Municipal budgetary preschool educational institution

“Kindergarten No. 53 “Strawberry”

Master class for teachers

TRIZ technology

Method

"System analysis"

Purpose of the master class

: practical development of TRIZ technology.

Tasks:

1. Introduce colleagues to the theoretical foundations of technology;

2. Give an idea of ​​the method “System (morphological) analysis”;

3. To introduce the practical application of the method in educational activities.

Form of conduct:

pedagogical living room.

Audience:

pedagogical community.

Relevance.

One of the important factors for a child’s success in school life is his ability to model, perform comparison, analysis, and synthesis operations.

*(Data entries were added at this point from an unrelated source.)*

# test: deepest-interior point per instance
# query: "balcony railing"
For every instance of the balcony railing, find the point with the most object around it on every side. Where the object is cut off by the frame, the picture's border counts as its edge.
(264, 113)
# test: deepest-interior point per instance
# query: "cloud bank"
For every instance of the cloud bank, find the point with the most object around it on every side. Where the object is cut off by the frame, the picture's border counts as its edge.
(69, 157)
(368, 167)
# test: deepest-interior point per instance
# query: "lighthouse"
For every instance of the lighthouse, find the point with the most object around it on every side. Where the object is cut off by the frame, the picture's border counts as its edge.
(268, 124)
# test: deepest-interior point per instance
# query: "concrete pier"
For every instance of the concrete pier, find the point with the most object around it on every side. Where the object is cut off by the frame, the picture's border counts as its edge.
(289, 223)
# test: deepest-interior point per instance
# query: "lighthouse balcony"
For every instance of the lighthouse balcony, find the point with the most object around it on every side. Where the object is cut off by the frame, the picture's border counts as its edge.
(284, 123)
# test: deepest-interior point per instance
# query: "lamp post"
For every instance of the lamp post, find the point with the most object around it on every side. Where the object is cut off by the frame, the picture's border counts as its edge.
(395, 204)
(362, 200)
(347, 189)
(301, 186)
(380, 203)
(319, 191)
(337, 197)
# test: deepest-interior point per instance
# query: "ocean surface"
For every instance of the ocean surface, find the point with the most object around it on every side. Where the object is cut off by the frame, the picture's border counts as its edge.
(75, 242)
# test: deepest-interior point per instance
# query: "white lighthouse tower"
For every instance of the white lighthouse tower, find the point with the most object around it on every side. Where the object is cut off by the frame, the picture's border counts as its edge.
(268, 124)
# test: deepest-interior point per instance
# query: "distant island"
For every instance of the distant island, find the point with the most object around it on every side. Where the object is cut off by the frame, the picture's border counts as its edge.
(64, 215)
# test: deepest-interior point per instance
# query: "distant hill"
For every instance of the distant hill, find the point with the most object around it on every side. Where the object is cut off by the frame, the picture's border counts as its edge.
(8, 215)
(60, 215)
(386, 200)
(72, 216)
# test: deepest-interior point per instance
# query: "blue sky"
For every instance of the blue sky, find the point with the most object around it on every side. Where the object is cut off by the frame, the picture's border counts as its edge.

From an early age, a child begins to think systematically, imagining the world in his imagination as an endless combination of various elements-signs and forms. Gradually, the child discovers that such elements can be controlled: combining them in different ways, replacing some elements with others, inventing objects that do not exist in reality. One of the interesting methods for developing imagination and thinking is morphological analysis.

Morphological analysis has a positive effect on the formation of a preschooler’s cognitive activity, i.e. on the need to acquire new knowledge, the ability to use it independently and rationally (find characteristic features in objects and phenomena of the surrounding world, classify objects according to certain characteristics, draw inferences).

I present to your attention a master class on using
the “System Analysis” method of TRIZ technology.
Method morphological analysis (MMA) is very effective for developing creative imagination, fantasy, and overcoming stereotypes. One of the interesting methods involving several mental operations (analysis, synthesis, generalization, comparison), the author of this method is F. Zwicky. The essence of the method is that mental operations are carried out using a table in which some indicators are set vertically and horizontally. The intersection of the values ​​of these indicators is the basis of analytical activity. Its use allows the teacher to show in an accessible form the variability of signs of objects in the surrounding world even to the youngest children. This tool forms the mobility of thinking, the child’s ability to assimilate the principle of variability.

MMA is also very good for the formation of elementary mathematical concepts, familiarization with the environment, preparation for literacy, in project activities, visual and musical activities, etc.